Mais non, nos techniques ne pourront pas être exploitées tant que nous leur garderons ce caractère dynamique que nous avons tâché de préciser aujourd'hui encore.
Des traités théoriques ou même pratiques, d’autres pourront en écrire ; des éditeurs pourront les susciter et les diffuser. Mais ces traités eux-mêmes, comme leurs prédécesseurs, ne seront encore une fois qu’une désillusion pour les éducateurs s'ils sont une résurrection du verbiage d’éducation nouvelle
Le travail effectif de mise au point du matériel et des techniques, nous seuls pouvons le mener parce que nous sommes le seul groupe de travail œuvrant effectivement, et non théoriquement, pour l’adaptation de l’École.
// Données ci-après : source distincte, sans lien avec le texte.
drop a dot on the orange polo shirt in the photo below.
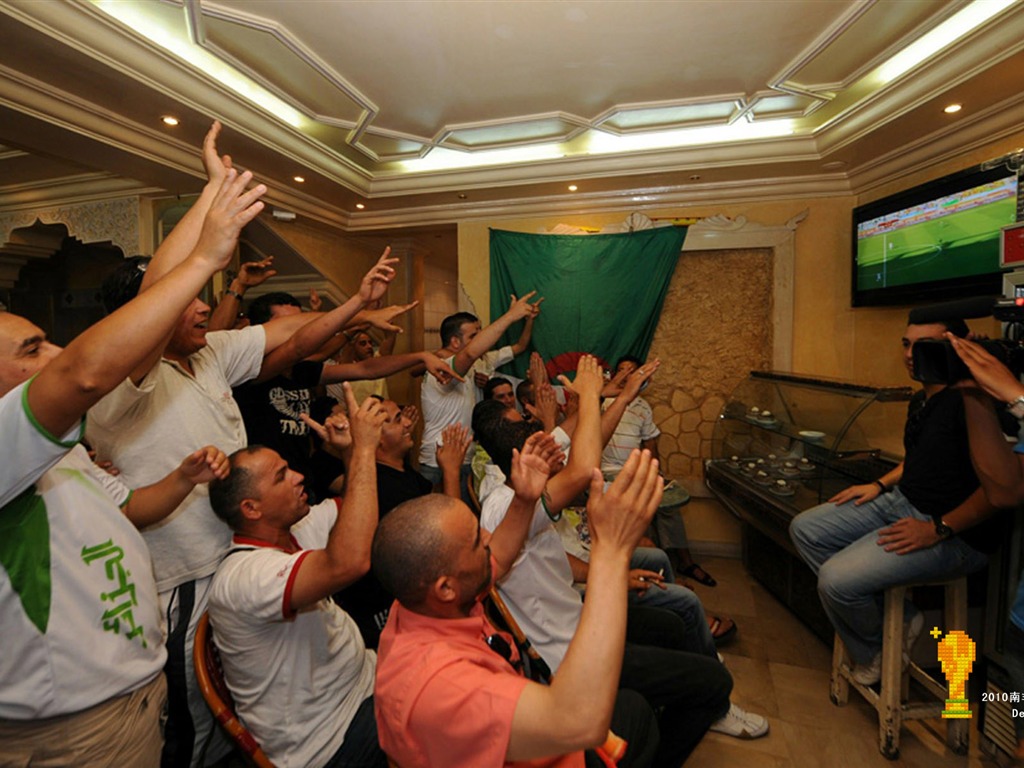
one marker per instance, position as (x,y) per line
(445,699)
Et comme ce travail nécessitera encore de longues années d’efforts et de sacrifices, on nous en laissera longtemps encore l’honorable privilège.
Et on nous suivra dans la mesure où nous réaliserons; on se détachera des belles théories pédagogico-littéraires pour aborder toujours davantage la vie dans la mesure où nous saurons faire triompher les principes de bon sens, de compréhension humaine et d’effort collectif qui, seuls, assureront la rénovation de notre école populaire.
Le succès présent nous encourage certes. Il est pour nous aussi, et de ce fait, une obligation morale à continuer dans cette voie, quels que soient les sacrifices répétés qu’entraine notre conception nouvelle de la lutte pédagogique.